The fact that he was now bound to a ridiculous dare was just the really rotten icing on a really sucky cake. What was the world coming to when he couldn’t negate some totally inappropriate sexual urges with some harmless flirting?
He smiled at her. ‘Piece of cake.’
Stella grinned as she fell in beside him. She was so going to enjoy this!
He tried to ditch her first thing in the cool, modern surrounds of the yacht club, but there was no way she was letting him walk around unaccompanied, flirting with no redress. She stuck to him like glue as he organised refuelling and restocking of their fresh food supplies and some onwards paperwork for their visit to Micronesia.
They found a nearby craft market and she watched him get crankier as they moved through the stalls thronging with colour and spice and wall-to-wall gorgeous local women. She asked him his opinion about earrings, bikinis and having her hair plaited.
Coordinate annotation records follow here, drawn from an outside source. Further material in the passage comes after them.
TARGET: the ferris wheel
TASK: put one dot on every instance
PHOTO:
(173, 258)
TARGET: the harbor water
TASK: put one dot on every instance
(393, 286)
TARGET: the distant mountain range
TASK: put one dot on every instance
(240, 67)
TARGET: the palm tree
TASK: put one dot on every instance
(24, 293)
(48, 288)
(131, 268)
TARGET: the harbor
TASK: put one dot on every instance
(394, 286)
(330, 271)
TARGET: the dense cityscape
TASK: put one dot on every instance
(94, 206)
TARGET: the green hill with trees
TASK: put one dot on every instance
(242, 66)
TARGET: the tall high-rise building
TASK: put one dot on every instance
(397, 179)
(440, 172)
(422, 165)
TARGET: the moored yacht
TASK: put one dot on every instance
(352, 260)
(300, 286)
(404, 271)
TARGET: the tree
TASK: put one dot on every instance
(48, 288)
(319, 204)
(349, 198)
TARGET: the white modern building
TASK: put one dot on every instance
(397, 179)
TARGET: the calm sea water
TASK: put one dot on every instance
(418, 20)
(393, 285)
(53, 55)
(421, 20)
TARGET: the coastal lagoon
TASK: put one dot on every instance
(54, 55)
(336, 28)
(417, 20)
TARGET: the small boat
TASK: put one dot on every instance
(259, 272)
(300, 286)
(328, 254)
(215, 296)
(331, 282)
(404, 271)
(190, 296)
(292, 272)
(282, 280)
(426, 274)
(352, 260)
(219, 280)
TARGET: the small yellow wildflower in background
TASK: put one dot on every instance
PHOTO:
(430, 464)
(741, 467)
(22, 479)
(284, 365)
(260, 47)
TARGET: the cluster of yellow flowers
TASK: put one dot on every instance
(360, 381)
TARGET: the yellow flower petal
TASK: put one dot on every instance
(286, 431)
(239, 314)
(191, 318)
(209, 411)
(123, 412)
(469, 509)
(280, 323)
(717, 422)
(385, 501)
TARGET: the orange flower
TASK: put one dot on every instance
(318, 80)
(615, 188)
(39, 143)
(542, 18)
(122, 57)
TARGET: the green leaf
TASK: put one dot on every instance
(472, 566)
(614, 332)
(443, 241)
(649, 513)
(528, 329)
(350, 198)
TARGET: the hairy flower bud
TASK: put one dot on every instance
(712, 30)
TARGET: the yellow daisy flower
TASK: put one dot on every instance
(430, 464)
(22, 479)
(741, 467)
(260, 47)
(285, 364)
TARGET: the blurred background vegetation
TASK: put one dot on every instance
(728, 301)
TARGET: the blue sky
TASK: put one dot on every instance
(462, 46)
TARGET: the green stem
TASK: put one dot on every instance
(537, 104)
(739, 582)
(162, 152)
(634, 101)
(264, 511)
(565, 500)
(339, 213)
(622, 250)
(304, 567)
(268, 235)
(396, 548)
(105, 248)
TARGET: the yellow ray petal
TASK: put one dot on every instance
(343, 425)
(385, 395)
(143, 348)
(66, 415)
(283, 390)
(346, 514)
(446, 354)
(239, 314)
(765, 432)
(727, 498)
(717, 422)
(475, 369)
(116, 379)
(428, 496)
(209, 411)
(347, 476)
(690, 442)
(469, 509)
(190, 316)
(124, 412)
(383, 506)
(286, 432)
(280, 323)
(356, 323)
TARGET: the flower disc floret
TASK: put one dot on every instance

None of which he had a strong opinion on other than exasperation.
She bought a sarong and an anklet that had a tiny shell and a little bell on a piece of rope. It was nautical and she was thrilled with her purchase.
He was plain annoyed.
By the time they’d returned to the boat after an evening meal at the club, he was withdrawn and every inch the brooding pirate.
/> Due to cloud cover and lack of interest there was no star gazing tonight. Just a strictly professional conversation about their onward leg and a discussion revolving around the weather, which wasn’t looking good for the next couple of days, but the long-range forecast remained excellent considering they were in the monsoon season.
‘You okay?’ she asked innocently as she picked up their empty coffee mugs and padded barefoot towards the galley. ‘You seem kind of tense?’
Honestly, the man didn’t realise how much his very survival depended on his banter with women—he needed it as if it were oxygen.
‘The no flirting getting to you?’ she queried, suppressing the humour that bubbled in her chest.
Rick heard the laughter in her voice only on a peripheral level as the tinkle of her anklet obliterated all else.
Great.
As if he weren’t conscious enough already of her every movement, he was going to hear her every movement as well.
He’d probably hear her at night rolling over in bed.
He plastered a smile to his face. ‘I’m fine,’ he said. It had only been forty-eight hours, for crying out loud—just how oversexed did she think he was? ‘I’m going up on deck to plot the course into the sat nav.’
Stella smiled as he departed. She had this dare nailed.
CHAPTER SIX
ON DECK the humid night was quiet and still, clouds obscuring what would almost be a full moon. Not even a light breeze tinkled the halyards. Faint music drifted down from the yacht club but the moorings were otherwise peaceful. No boats had cabin lights on, no one walked about stopping to chat, no low muffled conversations could be heard.
No one around to witness Rick gently belting his head against the wheel.
When he’d embarked on this voyage everything had been clear cut. The Mermaid and Inigo’s treasure lay out there somewhere and he and his good friend Stella, whom he’d known for ever, who despite some disturbing dreams was like a sister to him, were going to find it.
After all, it was what Nathan had wanted.